A shiver ran through her, and I felt the heavy acid of disgust burn her insides. “I didn’t want to--as I said, his thoughts are ugly, nasty things, like wading through swamp slime. But I had to--dancing with him was the only acceptable way I could touch him long enough to read his thoughts and find out something useful.”
“And what did you find out?”
“He and Cyranea’s father are in league with the SerVerin Empire--his betrothal to C
yranea is a way to gain control of the Helles Isles for the SerVerin Empire, so the SerVerinese can more easily invade Cormalen when the time comes. Poor Cyranea,” Safire murmured, wiping her eyes with my handkerchief. "Peregrine and her father are just using her like a chess piece, and she has no power. I remember what it was like, thinking my father might force me to marry that scoundrel . . ."
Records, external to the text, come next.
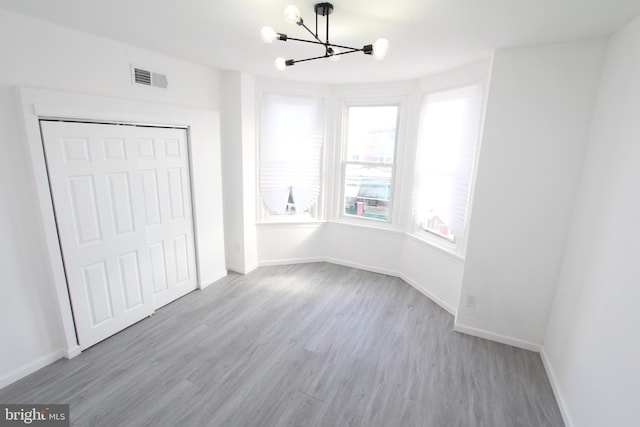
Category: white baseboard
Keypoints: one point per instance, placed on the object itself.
(433, 297)
(212, 279)
(556, 389)
(73, 352)
(359, 266)
(503, 339)
(31, 367)
(365, 267)
(288, 261)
Good God--no wonder Father couldn’t help himself when it came to employing her talents for his intrigues. Not only was she a witch, but she was bright, intuitive, and looked and acted so innocent that no one would suspect. But she was also my wife. My pregnant wife. I could kill him. “Father put you up to this,” I stated flatly.
“Don’t blame him, Merius. I offered to help--I want to bring Peregrine down as much as you and Mordric do.”
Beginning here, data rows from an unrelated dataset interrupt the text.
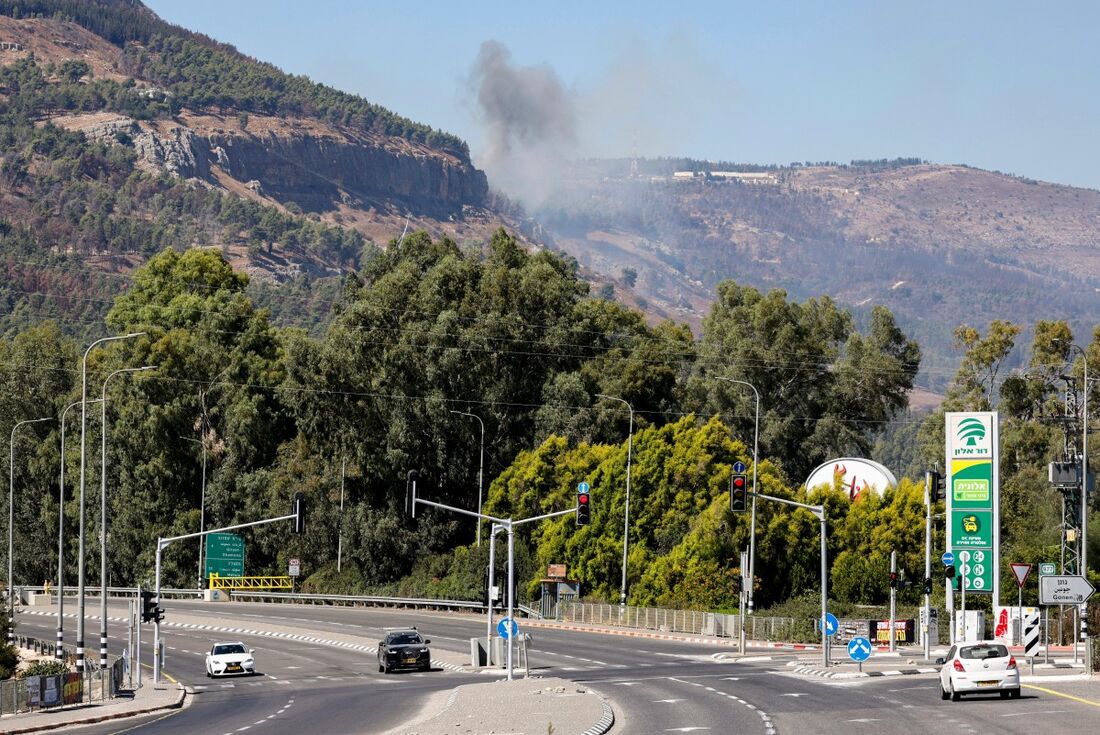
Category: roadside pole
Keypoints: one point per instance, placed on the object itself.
(743, 596)
(820, 512)
(927, 565)
(893, 599)
(508, 526)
“You should have told me.” I rose from the bed and began pacing between the windows and the door. “You endangered yourself, our unborn child, for some plot?!”
“You endanger yourself every damned day and you dare lecture me?” she yelled. She flung herself from the bed and ran for the door. My hand circled her arm. “Let go of me, Merius.”
“Where are you going?”
“Out--I need some air.”
“Fine, but I go with you.”
Her eyes flared. “Alone--I need to be alone, away from you, away from everyone.”
I shook my head. “Oh no, sweet--you’re never going out alone again.”
She froze, staring at me. “What did you say?” Her voice was quiet.
“Hell, you should be used to it, with the assassins following us everywhere.”
“Exactly--we have the assassins. I’m never alone, not really--it’s enough to drive me mad. Now I’ll have you breathing down my neck too . . .”
“So that’s how you really feel about me? Is that why you went chasing after that blackguard Peregrine?” As soon as I said it, I knew I shouldn’t have. Something in her face broke, her lips parting. My hands slid from her shoulders, and I backed away from her as we gazed at each other for what seemed like an eternity. She stepped toward me, her hand raised. Her palm connected with my jaw, her slap stinging more than I had expected. It burned my skin like fire, her witch touch perverted to hurt instead of heal. She turned away then and lay down on the bed, her heaving back to me.